Two of the most important in these application ecosystems are multi-dimensional trip analysis and multi-dimensional monitoring of alarms. When the business data is connected to the multidimensional monitoring of cloud, a default page will be generated under the multidimensional analysis menu.
This page is mainly divided into four parts: service tree navigation, dimension filtering conditions, indicator trend chart, and data analysis. Dimensions can be screened and translated again, and indicators can be more complex compound operations and formatting operations.

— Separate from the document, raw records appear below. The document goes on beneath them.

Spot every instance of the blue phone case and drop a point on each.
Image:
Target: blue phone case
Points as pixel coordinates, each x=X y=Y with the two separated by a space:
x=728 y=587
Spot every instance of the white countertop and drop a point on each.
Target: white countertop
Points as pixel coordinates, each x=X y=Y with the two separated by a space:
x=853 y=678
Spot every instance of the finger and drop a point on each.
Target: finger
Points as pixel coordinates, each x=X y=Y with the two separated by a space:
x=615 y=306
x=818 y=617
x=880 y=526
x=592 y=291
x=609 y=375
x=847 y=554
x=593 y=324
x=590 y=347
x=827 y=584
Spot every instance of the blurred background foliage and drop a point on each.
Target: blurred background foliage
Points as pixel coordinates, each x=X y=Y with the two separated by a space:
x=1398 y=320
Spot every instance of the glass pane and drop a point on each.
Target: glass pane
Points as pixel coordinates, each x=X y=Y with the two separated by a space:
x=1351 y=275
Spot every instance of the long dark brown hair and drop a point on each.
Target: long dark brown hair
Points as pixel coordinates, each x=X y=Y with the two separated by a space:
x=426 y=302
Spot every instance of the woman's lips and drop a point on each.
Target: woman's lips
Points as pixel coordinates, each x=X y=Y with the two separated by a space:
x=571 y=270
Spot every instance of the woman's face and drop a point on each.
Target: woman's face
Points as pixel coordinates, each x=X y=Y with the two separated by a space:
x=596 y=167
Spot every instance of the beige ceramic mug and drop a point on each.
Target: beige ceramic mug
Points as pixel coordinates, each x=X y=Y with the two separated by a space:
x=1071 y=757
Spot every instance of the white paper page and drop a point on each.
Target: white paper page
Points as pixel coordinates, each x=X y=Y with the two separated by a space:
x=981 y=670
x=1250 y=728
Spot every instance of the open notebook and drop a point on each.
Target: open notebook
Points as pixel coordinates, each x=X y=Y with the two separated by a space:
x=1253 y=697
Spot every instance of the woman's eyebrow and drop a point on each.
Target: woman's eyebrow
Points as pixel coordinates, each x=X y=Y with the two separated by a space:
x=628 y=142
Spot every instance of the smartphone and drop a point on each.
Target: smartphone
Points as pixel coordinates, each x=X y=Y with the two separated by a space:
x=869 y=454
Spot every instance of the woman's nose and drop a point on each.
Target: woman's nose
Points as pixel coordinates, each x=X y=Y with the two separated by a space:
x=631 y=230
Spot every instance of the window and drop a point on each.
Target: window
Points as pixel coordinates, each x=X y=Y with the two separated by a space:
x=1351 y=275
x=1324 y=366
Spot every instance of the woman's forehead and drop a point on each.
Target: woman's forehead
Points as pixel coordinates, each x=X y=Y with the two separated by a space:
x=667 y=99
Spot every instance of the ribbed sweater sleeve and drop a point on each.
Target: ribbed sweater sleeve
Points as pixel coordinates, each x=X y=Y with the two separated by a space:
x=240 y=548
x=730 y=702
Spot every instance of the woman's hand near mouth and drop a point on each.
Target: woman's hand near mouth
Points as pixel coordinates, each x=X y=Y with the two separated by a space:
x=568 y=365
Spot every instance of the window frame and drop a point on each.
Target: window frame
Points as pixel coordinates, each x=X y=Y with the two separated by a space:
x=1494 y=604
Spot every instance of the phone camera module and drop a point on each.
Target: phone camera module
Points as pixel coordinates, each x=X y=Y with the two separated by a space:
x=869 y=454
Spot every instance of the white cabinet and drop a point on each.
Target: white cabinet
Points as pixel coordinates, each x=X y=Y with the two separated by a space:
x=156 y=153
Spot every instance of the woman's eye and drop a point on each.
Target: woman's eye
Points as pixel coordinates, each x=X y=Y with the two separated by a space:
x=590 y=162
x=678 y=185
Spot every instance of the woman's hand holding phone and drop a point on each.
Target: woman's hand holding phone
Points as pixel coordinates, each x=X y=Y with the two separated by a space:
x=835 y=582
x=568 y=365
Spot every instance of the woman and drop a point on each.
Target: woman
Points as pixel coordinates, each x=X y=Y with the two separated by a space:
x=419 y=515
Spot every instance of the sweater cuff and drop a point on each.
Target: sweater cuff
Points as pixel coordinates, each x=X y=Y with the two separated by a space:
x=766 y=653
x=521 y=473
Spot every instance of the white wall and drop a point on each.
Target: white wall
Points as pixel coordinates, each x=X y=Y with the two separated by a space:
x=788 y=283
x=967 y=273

The following is a typical service fault locating example:
Step 1: Find a pit in the index trend chart, click the corresponding time point to enter the tripping analysis;
Step 2: Sort according to the number of requests, find the Appids with high number of requests and low success rate, so as to determine the abnormal Appids, click the drill-down analysis of the second dimension;
Step 3: Continue to find the abnormal command word and return code two dimensions, so as to determine that the service AppID is A, command word is B, return code is C, the number of requests has increased sharply, resulting in a decline in success rate.
Hubble multi-dimensional drwell analysis is a major scenario to help develop and locate business anomalies under which combination of segmentation dimensions. In addition, it is often used to analyze data such as the percentage of users in each major carrier and the percentage of iOS/Android users.
The analysis interface is not enough. When indicators are abnormal, users prefer to receive alarm notification in the first time. Therefore, the multidimensional monitoring of cloud also supports multidimensional alarm monitoring. Compared with the traditional single-dimension monitoring, the X-axis is the time and the Y-axis is the value, so the design of multi-dimension monitoring is much more complicated. For example, if dimension 1 is A and dimension 2 is B, an alarm is generated if indicator 1 is lower than 90%. For a combination of dimensions 3 and 4, if indicator 2 is lower than 80%, an alarm is generated. Therefore, the overall page configuration is as follows:
You need to configure alarm rules and conditions. Then configure subscription rules and set subscription conditions and methods. You can also configure convergence rules and filtering rules if necessary. When an alarm is generated, the alarm itself is a result of analysis. After receiving the alarm, the development or O&M can quickly rectify the alarm, eliminating the process of fault locating.
With multi-dimensional driller analysis and multi-dimensional alarms, businesses can migrate alarms from traditional monitoring systems to the weaver cloud.
In fact, we sort out common service scenarios. Dimensions and indicators on the client and server are as follows. If configured in traditional single-dimension monitoring, the number of alarm items multiplied by the value of each dimension is required, while in multidimensional monitoring of the cloud, it is only a piece of data. With the multi-dimensional monitoring capability of Wecloud, the monitoring granularity can be enlarged from IP to a micro-service, and from one monitoring item for each indicator to a large market for each micro-service.
At present, we have also made good progress in the field of machine learning. For example, for the above case of manual multidimensional analysis, we have realized the learning of “multidimensional root analysis algorithm” to recommend the combination of abnormal dimensions. There is no need to set thresholds for alarms. You can learn outliers based on the historical data and model to alarm and convergence.
At present, the total number of multi-dimensional monitoring services in Tencent has exceeded 200, and the server scale has exceeded 1,000. Weaves cloud multi – dimensional monitoring has been delivered to customers for use, welcome to consult.